Pada 689, I-Tsing kembali ke Guangzhou untuk mendapatkan tinta dan kertas yang belum dimiliki Sriwijaya.
Masih di tahun yang sama, ia kembali ke Sriwijaya dan tinggal di Indonesia hingga 695.
Setelah menyelesaikan pekerjaannya dalam menerjemahkan kitab suci Buddha, I-Tsing kembali ke China.
Selama 25 tahun perjalanannya, I-Tsing diperkirakan telah menerjemahkan sekitar 400 teks Buddha yang kemudian dibawa kembali ke China.
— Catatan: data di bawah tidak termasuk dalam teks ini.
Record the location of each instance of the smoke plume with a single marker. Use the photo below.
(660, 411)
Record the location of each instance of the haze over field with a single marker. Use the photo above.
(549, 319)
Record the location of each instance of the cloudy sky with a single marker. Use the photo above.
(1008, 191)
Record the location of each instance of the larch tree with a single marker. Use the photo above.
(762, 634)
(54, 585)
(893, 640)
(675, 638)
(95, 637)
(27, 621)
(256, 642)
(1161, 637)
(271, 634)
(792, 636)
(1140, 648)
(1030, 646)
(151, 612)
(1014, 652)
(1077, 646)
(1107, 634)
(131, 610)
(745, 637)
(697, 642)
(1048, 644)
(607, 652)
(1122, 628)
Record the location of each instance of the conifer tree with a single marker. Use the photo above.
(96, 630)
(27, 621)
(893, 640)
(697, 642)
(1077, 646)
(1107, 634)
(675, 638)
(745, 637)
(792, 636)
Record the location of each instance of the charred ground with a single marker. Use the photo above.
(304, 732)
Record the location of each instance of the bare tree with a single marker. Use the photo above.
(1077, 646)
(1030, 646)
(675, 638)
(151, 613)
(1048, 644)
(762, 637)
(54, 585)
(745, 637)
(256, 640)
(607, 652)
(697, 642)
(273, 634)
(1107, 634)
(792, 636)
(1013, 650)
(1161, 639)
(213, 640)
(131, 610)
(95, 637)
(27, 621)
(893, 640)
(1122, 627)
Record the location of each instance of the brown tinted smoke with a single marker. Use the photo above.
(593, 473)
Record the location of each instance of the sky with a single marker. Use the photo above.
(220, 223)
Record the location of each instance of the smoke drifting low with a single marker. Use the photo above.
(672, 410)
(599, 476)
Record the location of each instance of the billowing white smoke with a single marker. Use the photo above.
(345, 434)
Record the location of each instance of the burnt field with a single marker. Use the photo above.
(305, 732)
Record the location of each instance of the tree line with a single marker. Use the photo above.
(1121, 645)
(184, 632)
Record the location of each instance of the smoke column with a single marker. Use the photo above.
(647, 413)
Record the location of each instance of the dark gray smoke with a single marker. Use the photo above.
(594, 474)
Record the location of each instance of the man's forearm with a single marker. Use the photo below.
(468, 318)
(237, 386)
Begitulah peran I-Tsing dalam penyebarluasan ajaran Buddha, yaitu dengan cara menerjemahkan kitab.
I-Tsing juga membuat catatan yang menggambarkan petualangannya dari China ke Sriwijaya hingga akhirnya sampai di India.
Baca juga: Kerajaan Sriwijaya: Letak, Raja-raja, Masa Kejayaan, dan Peninggalan
I-Tsing adalah salah satu tokoh yang berperan besar dalam historiografi Indonesia.
Catatan perjalanannya menjadi sumber para peneliti dalam mengungkap Kerajaan Sriwijaya dan perkembangan ajaran Buddha di nusantara pada abad ke-7.
Dalam catatannya, ia kagum dengan perkembangan agama Buddha di Sriwijaya.
I-Tsing bahkan menyarankan para biksu dari negerinya yang hendak menuju Nalanda untuk belajar di Sriwijaya.
Ketika tinggal di Sriwijaya, ia bertemu dengan para biksu dari pulau-pulau di nusantara lainnya.
Menurutnya, Kerajaan Holing atau Kalingga di Jawa dapat ditempuh empat hari perjalanan melalui laut dari Sriwijaya.
Ia juga menulis bahwa raja-raja di nusantara banyak yang memeluk agama Buddha.